Frum speaks for no one but himself. Like the Pope, he has no troops of his own. But if his comments reflect a wider sentiment within Republican circles, it’s possible the GOP could be struck by an internal division over the health care reform fight: Do Republicans move on, or do they act like those fabled Japanese soldiers stranded on deserted islands at the end of World War II who never realized the war was over and that they had lost?

And then there is the other end of the Republican political spectrum: Sarah Palin. The day before the vote, the woman who decried the non-existent “death panels” began tweeting that the health care bill would undercut medical plans for military personnel. Representative Ike Skelton, the Democratic chairman of the House armed services committee, says this is not true and would introduce legislation to guarantee this. But it appeared as if Palin was looking for another killer talking point. Other strategists and leaders on the right will be doing the same.

And think of all the anecdotes-as-ammo to come. Both sides in the months—and probably years—ahead will be trolling for stories that will bolster their positions. A government bureaucrat makes a wrong call about anything related to the health care overhaul, and Republicans and their talk show allies will go to town. Democrats, for their part, will embrace any testimonials from Americans whose lives were saved due to changes brought about by this bill.
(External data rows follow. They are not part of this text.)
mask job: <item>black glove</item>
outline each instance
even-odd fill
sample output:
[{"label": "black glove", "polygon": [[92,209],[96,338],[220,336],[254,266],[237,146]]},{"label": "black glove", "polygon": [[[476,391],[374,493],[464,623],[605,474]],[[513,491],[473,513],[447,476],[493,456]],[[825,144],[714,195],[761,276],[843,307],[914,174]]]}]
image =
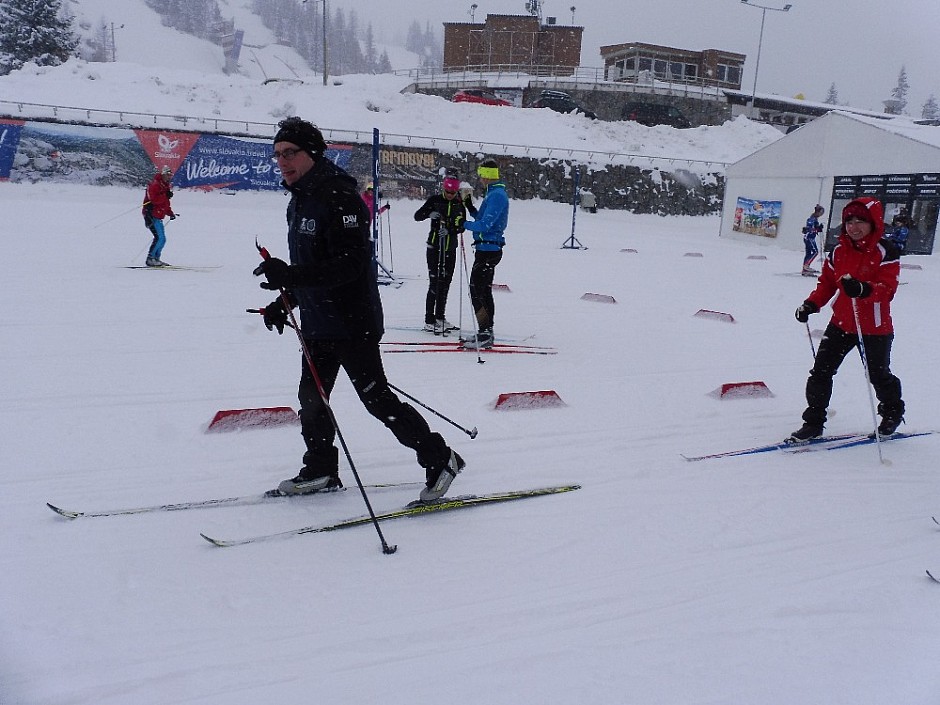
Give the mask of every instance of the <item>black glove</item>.
[{"label": "black glove", "polygon": [[267,281],[261,282],[262,289],[278,291],[279,289],[290,286],[290,265],[277,257],[266,259],[255,267],[255,271],[252,273],[256,277],[260,277],[263,274],[267,279]]},{"label": "black glove", "polygon": [[264,325],[268,330],[277,328],[277,334],[284,332],[284,326],[287,325],[287,311],[284,308],[284,302],[281,299],[275,299],[263,309],[261,315],[264,316]]},{"label": "black glove", "polygon": [[440,220],[441,214],[437,211],[431,211],[431,214],[428,216],[431,220]]},{"label": "black glove", "polygon": [[817,313],[818,311],[819,306],[814,304],[812,301],[804,301],[793,315],[796,316],[796,320],[798,320],[800,323],[806,323],[809,320],[810,315]]},{"label": "black glove", "polygon": [[173,192],[172,192],[172,191],[167,191],[167,192],[166,192],[166,197],[167,197],[167,198],[173,198]]},{"label": "black glove", "polygon": [[385,204],[385,210],[390,211],[391,209],[392,209],[392,204],[391,204],[391,203],[386,203],[386,204]]},{"label": "black glove", "polygon": [[170,213],[170,220],[176,220],[176,213]]},{"label": "black glove", "polygon": [[846,274],[842,277],[842,291],[850,299],[864,299],[871,293],[871,284],[860,282],[851,274]]}]

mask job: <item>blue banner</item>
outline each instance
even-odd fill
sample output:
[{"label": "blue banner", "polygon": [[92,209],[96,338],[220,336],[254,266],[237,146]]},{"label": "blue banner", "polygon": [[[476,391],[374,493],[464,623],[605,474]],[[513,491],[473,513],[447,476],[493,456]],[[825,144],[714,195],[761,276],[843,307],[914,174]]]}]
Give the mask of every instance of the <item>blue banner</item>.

There’s little argument among the politerati that Obama lost the message war on the stimulus. He passed about $800 billion in spending and economists say it prevented the loss of 2 million or so jobs. Yet the Obama White House was out-maneuvered by the GOP leadership to such an extent that polls repeatedly showed that most Americans didn’t believe that this major initiative had done much, if any, good. Can the White House do a better job with health care reform? Presumably, Obama and his aides have learned from the stimulus battle. And the direct benefits of the health care bill might be more discernible to the public.
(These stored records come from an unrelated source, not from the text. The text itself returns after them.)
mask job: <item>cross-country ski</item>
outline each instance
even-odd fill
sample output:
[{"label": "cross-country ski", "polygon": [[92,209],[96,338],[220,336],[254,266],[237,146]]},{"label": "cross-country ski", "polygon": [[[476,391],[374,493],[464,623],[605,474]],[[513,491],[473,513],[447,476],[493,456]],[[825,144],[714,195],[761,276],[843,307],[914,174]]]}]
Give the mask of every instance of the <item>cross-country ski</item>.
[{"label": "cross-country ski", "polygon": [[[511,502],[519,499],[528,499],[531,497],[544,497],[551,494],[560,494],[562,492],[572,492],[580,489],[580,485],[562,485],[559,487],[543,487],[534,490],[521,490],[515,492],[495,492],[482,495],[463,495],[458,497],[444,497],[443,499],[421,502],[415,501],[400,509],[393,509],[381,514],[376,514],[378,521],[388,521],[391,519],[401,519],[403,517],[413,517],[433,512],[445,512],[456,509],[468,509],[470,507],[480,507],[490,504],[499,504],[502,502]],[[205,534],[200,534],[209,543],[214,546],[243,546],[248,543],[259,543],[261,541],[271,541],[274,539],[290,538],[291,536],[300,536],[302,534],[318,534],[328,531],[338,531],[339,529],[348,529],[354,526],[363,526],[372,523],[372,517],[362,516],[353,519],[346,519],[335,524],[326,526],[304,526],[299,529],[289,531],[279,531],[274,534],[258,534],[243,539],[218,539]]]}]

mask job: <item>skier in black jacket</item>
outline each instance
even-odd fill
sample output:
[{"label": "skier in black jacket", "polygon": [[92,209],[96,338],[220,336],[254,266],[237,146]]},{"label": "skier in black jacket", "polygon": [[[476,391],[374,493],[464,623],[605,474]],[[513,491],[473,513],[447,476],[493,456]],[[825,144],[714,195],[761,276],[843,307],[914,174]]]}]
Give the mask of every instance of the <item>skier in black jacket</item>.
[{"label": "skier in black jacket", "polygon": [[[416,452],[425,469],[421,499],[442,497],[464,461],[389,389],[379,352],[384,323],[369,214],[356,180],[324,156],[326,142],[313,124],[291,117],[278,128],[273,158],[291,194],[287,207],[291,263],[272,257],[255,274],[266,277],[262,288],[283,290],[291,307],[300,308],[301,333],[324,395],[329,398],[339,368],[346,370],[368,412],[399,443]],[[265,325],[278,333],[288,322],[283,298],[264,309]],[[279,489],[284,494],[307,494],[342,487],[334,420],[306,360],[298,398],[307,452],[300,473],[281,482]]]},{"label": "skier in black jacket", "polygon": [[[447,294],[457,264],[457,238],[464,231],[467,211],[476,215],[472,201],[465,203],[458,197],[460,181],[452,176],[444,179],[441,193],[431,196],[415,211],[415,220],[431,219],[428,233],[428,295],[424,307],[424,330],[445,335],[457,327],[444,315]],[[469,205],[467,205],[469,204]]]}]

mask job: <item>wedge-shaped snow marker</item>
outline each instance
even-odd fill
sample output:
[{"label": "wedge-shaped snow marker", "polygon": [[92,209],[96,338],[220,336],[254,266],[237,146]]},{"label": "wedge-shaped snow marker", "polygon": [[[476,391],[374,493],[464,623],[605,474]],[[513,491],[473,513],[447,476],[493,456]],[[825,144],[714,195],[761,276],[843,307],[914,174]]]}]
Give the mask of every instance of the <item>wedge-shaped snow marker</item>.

The clash over health care reform has been too intense for it to subside, even after a bill is passed. (Shortly before the House vote, Rep. Paul Ryan, a Wisconsin Republican, suggested that passage of the bill would lead to the downfall of the United States.) In some ways, this battle has been a continuation of the heated political culture wars of the 2008 campaign. The passions that fueled both are not going away, and there will be two sides to this spinning coin. Can the Democrats engineer a narrative pivot and nudge the discourse toward the issue of who supported the immediate benefits of the bill and who did not? Can the Republicans sustain their campaign depicting health care reform as an un-American socialist takeover rammed through Congress by an out-of-control and arrogant majority party?  As the never-ending health care debate enters a new stage, the opposing camps must now argue about what is, rather than what will be.